After reviewing the relevant authorities, the Court found that the ECB Land was not designated for residential purposes chiefly because:

  • even though s516 of the LGA does not require the whole of the land to be zoned for residential purposes, the extent of the residential zone is a ‘relevant and important consideration’ [61].  Although the test of ‘dominant’ use does not apply to vacant land, to be designated for residential purposes, at least 50% of the land must be zoned for that purpose,
  • the private recreation zoning did not permit residential accommodation,
  • the future use of the land the subject of the private recreation zoning was to be golf course, and
  • although the ECB Land had been purchased for residential development associated with the South West Growth Centre,  no building work evidencing the intention to use the land for residential purposes had commenced (see Meriton Apartments Limited v  Parramatta City Council [2003] NSWLEC 182 ).

The Non-ECB Land

Because the applicant sought a re-categorisation of this land from 1 July 2010, the key issue in determining the correct categorisation of the Non ECB Land was the relevant time at which to identify the parcel of rateable land.

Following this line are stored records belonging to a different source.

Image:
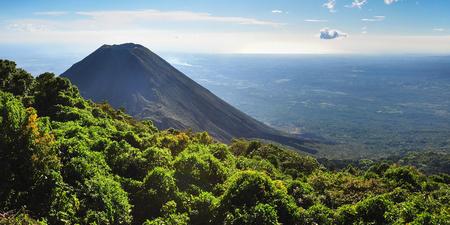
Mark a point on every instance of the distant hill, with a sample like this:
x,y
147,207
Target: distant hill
x,y
133,77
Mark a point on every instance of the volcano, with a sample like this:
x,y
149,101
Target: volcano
x,y
132,77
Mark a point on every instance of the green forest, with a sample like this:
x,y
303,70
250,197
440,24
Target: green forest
x,y
67,160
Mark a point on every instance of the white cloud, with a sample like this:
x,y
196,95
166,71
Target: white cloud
x,y
316,21
357,4
328,34
178,16
330,5
388,2
51,13
374,19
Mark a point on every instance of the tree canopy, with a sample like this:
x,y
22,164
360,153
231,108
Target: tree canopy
x,y
67,160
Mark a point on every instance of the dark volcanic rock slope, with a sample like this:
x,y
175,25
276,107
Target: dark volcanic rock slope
x,y
133,77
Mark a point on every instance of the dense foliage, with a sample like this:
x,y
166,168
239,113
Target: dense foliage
x,y
66,160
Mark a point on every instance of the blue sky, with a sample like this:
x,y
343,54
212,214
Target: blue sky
x,y
232,26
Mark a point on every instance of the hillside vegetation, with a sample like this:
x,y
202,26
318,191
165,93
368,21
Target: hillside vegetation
x,y
66,160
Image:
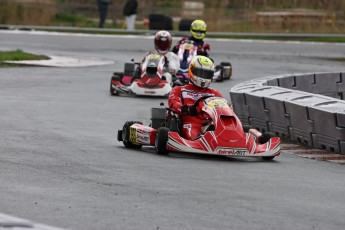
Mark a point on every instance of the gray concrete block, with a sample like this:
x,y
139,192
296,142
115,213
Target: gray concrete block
x,y
341,84
326,83
341,119
281,130
304,83
239,104
297,108
259,124
287,82
342,147
301,136
325,117
326,142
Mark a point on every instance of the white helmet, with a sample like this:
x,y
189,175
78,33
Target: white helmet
x,y
201,71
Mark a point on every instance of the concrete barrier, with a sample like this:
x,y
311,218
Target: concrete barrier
x,y
307,108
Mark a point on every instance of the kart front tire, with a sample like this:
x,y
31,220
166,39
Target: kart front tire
x,y
161,141
264,139
126,134
228,72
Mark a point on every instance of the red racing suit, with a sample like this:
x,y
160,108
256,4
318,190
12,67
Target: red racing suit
x,y
203,48
187,95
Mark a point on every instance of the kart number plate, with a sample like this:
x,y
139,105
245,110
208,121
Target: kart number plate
x,y
188,47
154,56
217,103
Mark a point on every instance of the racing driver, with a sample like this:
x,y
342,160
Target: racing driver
x,y
162,42
182,98
198,33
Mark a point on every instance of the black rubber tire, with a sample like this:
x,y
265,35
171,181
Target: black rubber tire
x,y
268,158
265,138
112,91
161,141
126,133
246,128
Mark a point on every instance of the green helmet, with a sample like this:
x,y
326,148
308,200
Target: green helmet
x,y
198,29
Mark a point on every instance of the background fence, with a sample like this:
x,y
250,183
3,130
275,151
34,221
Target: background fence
x,y
222,15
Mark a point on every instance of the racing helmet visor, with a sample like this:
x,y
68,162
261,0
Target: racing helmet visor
x,y
203,73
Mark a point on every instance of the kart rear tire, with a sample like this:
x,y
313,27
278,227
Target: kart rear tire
x,y
113,91
161,141
221,72
268,158
246,128
265,138
126,134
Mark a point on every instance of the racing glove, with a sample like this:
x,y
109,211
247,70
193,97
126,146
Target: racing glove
x,y
189,110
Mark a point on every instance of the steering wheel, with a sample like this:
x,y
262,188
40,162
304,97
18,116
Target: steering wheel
x,y
202,98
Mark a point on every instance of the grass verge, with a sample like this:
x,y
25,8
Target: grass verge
x,y
18,55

As at 1 July 2010, none of the allotments comprised in a parcel of Non ECB Land existed and there was no ‘parcel of rateable land valued as one assessment’ as required under s516 corresponding with a parcel of Non-ECB Land. Instead there were two parcels of rateable land valued as one assessment.  One included, but went beyond the Golf Course land, and the other included but went beyond the Sales Office Land, the Riparian Land and the Subdivision Land.  In other words, the Non ECB Land had not actually been valued as one assessment in 2010.

The Court found that, even though it was possible for the Valuer-General to retrospectively alter the parcels of land valued as one assessment and backdate a valuation (ss14B and 20(3)(b) 0f the Valuation of Land Act 1916) it was not open to Council to retrospectively categorise land based upon parcels which came into existence after the date of categorisation (in this case post 2010), as to do so would be ‘antithetical to a ”fair”, “transparent” and “equitable” rating regime’ and would not promote the objects of the LGA. [129]

Consequently, the correct approach to determining the dominant use was to look at the dominant use of the two parcels that existed as at 2010 and not each of the five parcels which now exist.  In doing so, based upon the facts of the case, the Court found that the dominant use of each of the two parcels that existed in 2010 (based upon the “main” or “principal” use test as set out in  McKenzie v Randwick City Council [1996] NSWLEC 41) was not residential accommodation.

This case reiterates that prospective nature of the rating regime in NSW and confirms that seeking to retrospectively alter rates once they have been made and levied will not generally fall within the objectives of that regime.